Article Text
Abstract
Objective The International Liaison Committee on Resuscitation has found that there is a need for high-quality randomised trials of training interventions that improve the effectiveness of resuscitation skills. The objective of this study was to determine whether using a respiratory function monitor (RFM) during mask ventilation training with a manikin reduces facemask leak.
Design Stratified, parallel-group, randomised controlled trial. Outcome assessors were blinded to group allocation.
Setting Thirteen hospitals in Australia, including non-tertiary sites.
Participants Consecutive sample of healthcare professionals attending a structured newborn resuscitation training course.
Interventions An RFM providing real-time, objective, leak, flow and volume information was attached to the facemask during 1.5 hours of newborn ventilation and simulation training using a manikin. Participants were randomised to have the RFM display visible (intervention) or masked (control), using a computer-generated randomisation sequence.
Main outcome measures The primary outcome was facemask leak measured after neonatal facemask ventilation training. Tidal volume was an important secondary outcome measure.
Results Participants were recruited from May 2016 to November 2017. Of 402 eligible participants, two refused consent. Four hundred were randomised, 200 to each group, of whom 194 in each group underwent analysis.
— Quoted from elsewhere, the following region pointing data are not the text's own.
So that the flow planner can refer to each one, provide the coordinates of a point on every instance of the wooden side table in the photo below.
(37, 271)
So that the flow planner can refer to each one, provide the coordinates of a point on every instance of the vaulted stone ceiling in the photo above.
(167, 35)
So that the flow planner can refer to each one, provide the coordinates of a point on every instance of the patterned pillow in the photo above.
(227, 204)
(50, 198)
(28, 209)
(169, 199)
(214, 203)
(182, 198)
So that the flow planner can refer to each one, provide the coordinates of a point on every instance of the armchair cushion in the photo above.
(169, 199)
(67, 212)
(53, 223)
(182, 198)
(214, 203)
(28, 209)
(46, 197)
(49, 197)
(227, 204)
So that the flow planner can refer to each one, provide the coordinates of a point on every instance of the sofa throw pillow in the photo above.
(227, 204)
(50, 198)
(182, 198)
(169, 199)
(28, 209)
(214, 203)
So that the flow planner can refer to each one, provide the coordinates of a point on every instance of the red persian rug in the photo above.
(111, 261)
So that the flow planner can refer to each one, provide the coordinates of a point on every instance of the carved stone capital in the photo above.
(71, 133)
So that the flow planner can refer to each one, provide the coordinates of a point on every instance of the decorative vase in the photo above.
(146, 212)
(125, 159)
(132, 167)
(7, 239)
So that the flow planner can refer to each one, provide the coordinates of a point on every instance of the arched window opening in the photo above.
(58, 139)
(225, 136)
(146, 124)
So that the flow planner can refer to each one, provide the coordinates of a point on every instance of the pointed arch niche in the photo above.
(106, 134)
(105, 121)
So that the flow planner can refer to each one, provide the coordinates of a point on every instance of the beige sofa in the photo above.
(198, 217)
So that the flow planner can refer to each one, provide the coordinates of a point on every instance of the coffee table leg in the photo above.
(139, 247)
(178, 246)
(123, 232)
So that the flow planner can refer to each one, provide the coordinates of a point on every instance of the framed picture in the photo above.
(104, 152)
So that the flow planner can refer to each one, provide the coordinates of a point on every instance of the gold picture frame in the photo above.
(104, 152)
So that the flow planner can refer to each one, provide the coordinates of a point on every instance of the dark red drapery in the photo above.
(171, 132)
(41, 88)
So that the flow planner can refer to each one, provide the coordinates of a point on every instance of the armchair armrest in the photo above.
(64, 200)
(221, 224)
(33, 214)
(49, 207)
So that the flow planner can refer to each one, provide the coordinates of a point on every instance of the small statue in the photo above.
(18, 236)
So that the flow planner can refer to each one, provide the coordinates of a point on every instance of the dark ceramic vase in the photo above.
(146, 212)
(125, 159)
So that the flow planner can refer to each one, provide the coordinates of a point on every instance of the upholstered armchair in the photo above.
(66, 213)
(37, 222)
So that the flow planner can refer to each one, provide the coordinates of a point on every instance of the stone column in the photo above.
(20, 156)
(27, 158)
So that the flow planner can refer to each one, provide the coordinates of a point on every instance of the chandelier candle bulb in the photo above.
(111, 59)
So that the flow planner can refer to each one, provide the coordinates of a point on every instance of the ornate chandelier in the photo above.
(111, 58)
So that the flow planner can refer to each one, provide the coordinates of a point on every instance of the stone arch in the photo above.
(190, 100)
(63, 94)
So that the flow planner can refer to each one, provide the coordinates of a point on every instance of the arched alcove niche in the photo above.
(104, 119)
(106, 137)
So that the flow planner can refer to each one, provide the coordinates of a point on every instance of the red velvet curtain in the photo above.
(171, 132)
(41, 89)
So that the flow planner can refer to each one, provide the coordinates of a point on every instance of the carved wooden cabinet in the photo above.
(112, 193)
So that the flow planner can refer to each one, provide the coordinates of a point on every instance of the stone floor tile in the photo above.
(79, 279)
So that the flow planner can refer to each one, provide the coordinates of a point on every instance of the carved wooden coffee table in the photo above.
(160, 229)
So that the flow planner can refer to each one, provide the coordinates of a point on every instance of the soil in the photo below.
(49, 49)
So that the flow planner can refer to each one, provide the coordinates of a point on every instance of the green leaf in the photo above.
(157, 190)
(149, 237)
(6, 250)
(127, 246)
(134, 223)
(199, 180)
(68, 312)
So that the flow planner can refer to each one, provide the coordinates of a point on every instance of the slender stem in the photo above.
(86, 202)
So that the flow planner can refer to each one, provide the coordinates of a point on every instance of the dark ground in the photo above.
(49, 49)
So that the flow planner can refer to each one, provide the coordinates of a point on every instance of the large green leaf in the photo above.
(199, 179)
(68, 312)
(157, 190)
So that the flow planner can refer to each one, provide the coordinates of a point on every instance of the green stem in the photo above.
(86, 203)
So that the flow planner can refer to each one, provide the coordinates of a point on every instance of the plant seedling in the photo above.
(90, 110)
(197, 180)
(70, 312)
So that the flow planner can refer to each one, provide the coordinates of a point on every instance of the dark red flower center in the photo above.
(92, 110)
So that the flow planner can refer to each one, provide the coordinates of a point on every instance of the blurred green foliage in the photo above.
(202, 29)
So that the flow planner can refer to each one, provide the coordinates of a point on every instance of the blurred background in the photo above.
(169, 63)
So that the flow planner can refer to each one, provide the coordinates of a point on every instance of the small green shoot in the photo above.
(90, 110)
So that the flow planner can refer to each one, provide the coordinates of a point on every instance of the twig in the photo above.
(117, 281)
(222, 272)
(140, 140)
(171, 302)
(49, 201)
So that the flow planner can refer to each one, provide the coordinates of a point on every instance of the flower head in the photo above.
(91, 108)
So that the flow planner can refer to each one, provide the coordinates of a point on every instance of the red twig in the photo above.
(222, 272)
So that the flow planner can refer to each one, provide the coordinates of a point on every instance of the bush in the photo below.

The median (IQR) facemask leak was 23% (8%–41%) in the RFM visible group compared with 35% (14%–67%) in the masked group, p<0.0001, difference (95% CI) in medians 12 (4 to 22).
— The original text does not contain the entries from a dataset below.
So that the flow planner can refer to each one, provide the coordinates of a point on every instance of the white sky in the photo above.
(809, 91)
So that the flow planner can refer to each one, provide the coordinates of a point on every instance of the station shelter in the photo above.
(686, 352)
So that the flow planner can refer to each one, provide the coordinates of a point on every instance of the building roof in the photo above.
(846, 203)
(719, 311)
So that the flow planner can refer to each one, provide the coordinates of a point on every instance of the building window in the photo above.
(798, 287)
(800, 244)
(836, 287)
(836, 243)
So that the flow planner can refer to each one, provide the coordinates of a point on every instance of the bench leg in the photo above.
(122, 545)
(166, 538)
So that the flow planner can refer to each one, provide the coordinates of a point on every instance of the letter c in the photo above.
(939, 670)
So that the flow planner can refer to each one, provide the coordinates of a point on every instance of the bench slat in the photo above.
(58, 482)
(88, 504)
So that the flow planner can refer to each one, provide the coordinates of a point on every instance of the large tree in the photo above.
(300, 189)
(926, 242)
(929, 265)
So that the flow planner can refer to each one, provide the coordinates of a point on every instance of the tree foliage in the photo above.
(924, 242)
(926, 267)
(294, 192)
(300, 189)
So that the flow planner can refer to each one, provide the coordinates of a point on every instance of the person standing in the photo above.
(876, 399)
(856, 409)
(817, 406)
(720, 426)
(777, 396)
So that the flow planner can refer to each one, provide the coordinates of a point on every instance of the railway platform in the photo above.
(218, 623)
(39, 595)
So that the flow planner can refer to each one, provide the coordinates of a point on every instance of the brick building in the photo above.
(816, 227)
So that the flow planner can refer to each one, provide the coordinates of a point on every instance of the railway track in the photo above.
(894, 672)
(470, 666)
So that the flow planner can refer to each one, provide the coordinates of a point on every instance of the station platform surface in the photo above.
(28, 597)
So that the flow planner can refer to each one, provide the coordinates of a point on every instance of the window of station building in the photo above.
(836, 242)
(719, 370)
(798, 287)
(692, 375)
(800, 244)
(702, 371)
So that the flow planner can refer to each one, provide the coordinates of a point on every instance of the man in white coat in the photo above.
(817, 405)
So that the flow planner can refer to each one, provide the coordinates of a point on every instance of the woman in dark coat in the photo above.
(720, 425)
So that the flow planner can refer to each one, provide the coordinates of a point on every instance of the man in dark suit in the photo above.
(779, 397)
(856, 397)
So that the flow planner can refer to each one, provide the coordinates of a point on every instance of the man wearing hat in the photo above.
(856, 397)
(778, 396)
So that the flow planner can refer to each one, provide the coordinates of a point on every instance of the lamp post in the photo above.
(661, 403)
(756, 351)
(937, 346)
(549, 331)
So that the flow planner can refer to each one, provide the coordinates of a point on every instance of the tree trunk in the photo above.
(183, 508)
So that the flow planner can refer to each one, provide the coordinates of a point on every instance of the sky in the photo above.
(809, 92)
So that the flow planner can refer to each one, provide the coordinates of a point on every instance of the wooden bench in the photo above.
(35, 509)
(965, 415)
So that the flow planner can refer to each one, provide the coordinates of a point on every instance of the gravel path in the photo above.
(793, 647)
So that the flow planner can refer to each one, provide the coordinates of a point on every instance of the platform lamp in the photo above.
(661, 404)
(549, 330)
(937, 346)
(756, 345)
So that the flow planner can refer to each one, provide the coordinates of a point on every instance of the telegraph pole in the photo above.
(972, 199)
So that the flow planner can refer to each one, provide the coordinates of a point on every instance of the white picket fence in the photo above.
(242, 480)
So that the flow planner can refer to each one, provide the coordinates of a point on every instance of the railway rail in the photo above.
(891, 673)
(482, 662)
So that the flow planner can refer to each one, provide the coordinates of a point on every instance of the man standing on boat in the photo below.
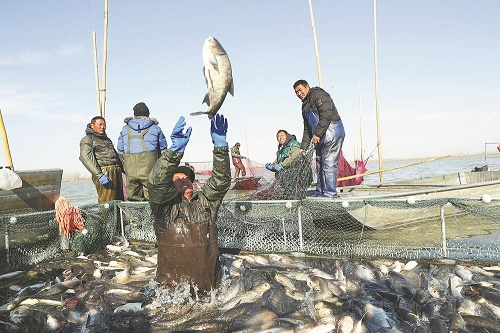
(322, 127)
(141, 143)
(185, 220)
(98, 155)
(238, 164)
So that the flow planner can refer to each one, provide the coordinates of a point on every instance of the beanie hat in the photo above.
(187, 171)
(140, 109)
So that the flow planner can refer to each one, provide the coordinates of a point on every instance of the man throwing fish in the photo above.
(185, 220)
(323, 127)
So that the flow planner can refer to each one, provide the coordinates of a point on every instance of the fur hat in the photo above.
(140, 109)
(185, 170)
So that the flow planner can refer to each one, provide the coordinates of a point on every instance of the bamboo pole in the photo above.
(396, 167)
(320, 80)
(379, 141)
(104, 59)
(8, 157)
(96, 67)
(360, 123)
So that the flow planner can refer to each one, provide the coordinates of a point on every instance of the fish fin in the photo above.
(206, 99)
(213, 61)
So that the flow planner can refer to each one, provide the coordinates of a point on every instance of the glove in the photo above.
(218, 130)
(180, 139)
(103, 180)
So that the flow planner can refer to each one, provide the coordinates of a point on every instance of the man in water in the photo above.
(98, 155)
(185, 220)
(323, 127)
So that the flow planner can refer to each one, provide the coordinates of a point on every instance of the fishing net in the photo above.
(279, 216)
Conclusions The display of information from an RFM improved the effectiveness of newborn facemask ventilation training.
Trial registration number ACTRN12616000542493, pre-results.
- neonatology
- resuscitation
- respiratory function monitor
- medical education
- simulation
Statistics from Altmetric.com
What is already known on this topic?
Effective mask ventilation is the cornerstone of successful newborn resuscitation.
It is a difficult skill to perform, substantial facemask leak and airway obstruction are common and can impede delivered Vt, lung aeration and oxygenation.
Written instruction combined with demonstration reduces facemask leak.
What this study adds?
A respiratory function monitor allows the teacher and learner to objectively measure the quality of mask ventilation during teaching sessions.
Teaching mask ventilation on a manikin with a visible respiratory function monitor screen leads to significantly better mask ventilation skills.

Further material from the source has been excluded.